In call for international assistance, North Korea raises alarm over worst drought in a century
Pyongyang says its lakes and reservoirs are drying up as the country received only 56.3mm of rain in the year.
North Korea is experiencing its worst drought in over a century, according to its state media, days after the United Nations‘ World Food Programme (WFP) expressed “very serious concerns” about the situation in the country.
In the year to Wednesday, the country received just 56.3mm of rain or snow, the Rodong Sinmun newspaper reported on Friday, the lowest since 1917.
Water was running out in the country’s lakes and reservoirs, said the paper.
“The ongoing drought is causing a significant effect on the cultivation of wheat, barley, corn, potatoes and beans,” the report said.
In their most recent estimates, the UN’s Food and Agriculture Organisation and WFP said about 10.1 million North Koreans – 40 percent of the population – were suffering from severe food shortages, a similar figure to recent years.
“We have very serious concerns” about the situation in North Korea, WFP’s executive director David Beasley said during a visit to South Korea earlier this week.
Last week, the International Federation of Red Cross and Red Crescent Societies (IFRC) also raised alarm over the drought.
“We are particularly concerned about the impact that this early drought will have on children and adults who are already struggling to survive,” said Mohamed Babiker, the head of IFRC’s country office in North Korea.
“Even before this drought, one in five children under five years old was stunted because of poor nutrition.

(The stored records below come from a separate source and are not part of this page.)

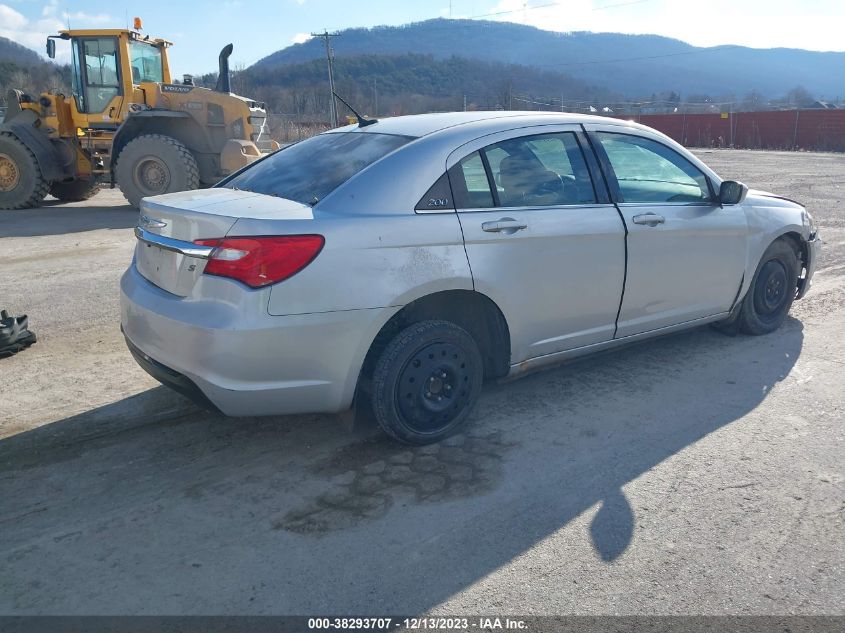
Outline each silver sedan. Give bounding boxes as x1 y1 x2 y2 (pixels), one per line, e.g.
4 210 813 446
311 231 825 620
121 112 820 444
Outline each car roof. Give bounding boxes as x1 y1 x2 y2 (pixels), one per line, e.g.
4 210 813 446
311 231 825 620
327 110 647 138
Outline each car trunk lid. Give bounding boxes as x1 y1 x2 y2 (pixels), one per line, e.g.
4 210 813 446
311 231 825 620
135 188 313 297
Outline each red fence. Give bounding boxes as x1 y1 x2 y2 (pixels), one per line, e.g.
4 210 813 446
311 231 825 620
634 110 845 152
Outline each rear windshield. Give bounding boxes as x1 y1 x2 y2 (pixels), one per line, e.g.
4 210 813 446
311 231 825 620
218 132 413 205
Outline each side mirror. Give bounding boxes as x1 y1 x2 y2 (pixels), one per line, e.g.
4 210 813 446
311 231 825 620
719 180 748 205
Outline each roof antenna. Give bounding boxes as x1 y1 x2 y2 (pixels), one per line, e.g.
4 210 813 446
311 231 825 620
332 90 378 127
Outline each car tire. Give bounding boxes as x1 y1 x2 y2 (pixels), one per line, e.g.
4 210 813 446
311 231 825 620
50 180 100 202
114 134 200 207
370 321 484 445
739 239 799 335
0 132 49 209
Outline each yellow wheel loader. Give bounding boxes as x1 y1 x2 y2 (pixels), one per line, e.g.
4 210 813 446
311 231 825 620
0 18 279 209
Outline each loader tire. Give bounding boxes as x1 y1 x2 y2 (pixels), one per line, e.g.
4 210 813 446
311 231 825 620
0 132 48 209
50 180 100 202
115 134 200 207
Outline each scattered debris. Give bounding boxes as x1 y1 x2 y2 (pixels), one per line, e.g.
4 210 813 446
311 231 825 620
0 310 36 358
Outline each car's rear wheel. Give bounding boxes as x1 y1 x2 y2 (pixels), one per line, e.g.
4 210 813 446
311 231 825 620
370 321 484 444
739 239 799 334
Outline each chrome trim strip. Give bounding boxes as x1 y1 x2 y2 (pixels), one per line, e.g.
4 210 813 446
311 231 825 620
135 226 214 259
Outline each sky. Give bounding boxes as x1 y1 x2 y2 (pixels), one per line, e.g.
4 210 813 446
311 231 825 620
0 0 845 77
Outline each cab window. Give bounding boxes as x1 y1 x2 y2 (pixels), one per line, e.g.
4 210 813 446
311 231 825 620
74 37 120 112
129 40 164 84
596 132 712 203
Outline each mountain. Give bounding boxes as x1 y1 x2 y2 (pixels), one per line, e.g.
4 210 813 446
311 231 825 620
0 37 44 68
242 54 621 112
252 19 845 98
0 37 70 100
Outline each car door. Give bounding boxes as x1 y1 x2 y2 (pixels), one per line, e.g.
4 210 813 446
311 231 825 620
590 128 748 338
447 126 625 363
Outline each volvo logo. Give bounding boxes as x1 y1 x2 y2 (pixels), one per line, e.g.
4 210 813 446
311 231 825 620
138 215 167 229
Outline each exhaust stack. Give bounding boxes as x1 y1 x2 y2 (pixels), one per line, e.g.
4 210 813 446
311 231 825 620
214 44 234 94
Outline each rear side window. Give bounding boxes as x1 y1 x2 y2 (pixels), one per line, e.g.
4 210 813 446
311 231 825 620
449 132 596 209
217 132 413 205
449 152 495 209
484 132 596 207
596 132 711 202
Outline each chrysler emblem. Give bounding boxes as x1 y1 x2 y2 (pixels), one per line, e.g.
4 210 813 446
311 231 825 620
138 215 167 229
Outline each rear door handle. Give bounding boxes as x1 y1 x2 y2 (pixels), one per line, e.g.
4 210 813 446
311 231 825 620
481 218 528 235
633 213 666 226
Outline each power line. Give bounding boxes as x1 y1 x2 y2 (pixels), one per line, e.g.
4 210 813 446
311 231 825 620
311 29 341 127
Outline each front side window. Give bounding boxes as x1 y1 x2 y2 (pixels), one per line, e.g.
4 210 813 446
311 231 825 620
218 132 413 205
596 132 711 203
450 132 596 209
129 40 164 84
80 37 120 112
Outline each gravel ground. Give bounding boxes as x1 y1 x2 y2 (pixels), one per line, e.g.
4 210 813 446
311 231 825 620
0 150 845 615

We are concerned that these children will not be able to cope with further stress on their bodies,” he said.
Help from Seoul
South Korea is planning to provide food aid to the North – a politically controversial move after Pyongyang launched several short-range devices earlier this month with nuclear negotiations deadlocked with the United States, its first such tests for more than a year.
“The issue of food aid should be considered from a humanitarian perspective as fellow Koreans, regardless of the security issues,” South Korea‘s NSA Chung Eui-yong said on Friday.

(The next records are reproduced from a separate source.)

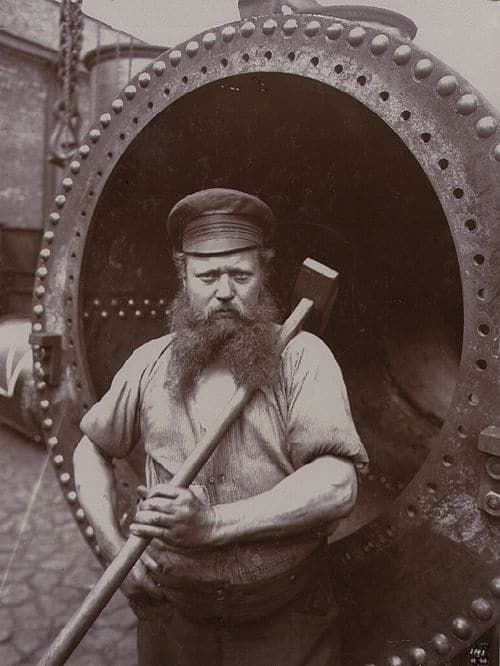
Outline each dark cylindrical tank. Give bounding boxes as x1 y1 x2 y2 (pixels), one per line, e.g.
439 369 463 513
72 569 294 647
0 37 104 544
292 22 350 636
33 6 500 666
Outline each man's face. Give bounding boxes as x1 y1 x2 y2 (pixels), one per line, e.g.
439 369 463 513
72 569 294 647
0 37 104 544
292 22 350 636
184 249 263 319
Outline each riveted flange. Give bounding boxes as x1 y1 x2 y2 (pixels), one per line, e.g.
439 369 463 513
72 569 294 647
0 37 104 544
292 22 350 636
33 15 500 666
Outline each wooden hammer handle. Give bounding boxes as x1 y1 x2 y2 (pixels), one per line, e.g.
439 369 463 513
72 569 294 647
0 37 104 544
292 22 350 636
38 298 313 666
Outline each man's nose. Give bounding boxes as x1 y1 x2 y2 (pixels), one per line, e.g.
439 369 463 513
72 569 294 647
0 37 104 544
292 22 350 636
215 275 234 301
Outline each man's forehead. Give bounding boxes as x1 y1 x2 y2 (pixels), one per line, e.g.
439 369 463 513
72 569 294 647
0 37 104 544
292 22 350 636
186 248 259 272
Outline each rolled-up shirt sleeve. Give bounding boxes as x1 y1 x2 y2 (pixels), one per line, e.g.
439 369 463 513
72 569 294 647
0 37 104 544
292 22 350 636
283 332 368 468
80 350 145 458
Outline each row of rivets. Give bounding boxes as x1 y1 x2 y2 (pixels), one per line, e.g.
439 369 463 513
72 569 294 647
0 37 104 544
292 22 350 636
123 85 137 100
99 113 111 129
168 49 182 67
283 19 299 37
456 93 477 116
186 42 200 58
153 60 167 76
111 99 123 113
347 26 366 46
222 25 236 44
137 72 151 88
89 129 101 143
370 35 389 55
326 23 344 40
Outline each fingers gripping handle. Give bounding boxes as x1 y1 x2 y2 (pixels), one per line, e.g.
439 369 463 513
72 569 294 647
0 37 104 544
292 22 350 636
38 298 314 666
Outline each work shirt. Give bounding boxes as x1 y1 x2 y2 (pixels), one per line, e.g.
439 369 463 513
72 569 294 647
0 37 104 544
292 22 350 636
81 332 367 583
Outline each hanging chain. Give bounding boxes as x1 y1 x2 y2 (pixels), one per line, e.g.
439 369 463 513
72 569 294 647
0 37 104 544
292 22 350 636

International sanctions against Pyongyang technically do not ban humanitarian aid, but strict interpretations of restrictions on banking transactions and imports by North Korea – along with a travel ban for American citizens – have hampered relief groups’ activities.
The last time North Korea reported it was experiencing its “worst drought in 100 years” was in June 2015.
The isolated, impoverished country – which is under several sets of sanctions over its nuclear weapon and ballistic missile programmes – has long struggled to feed itself, and suffers chronic food shortages.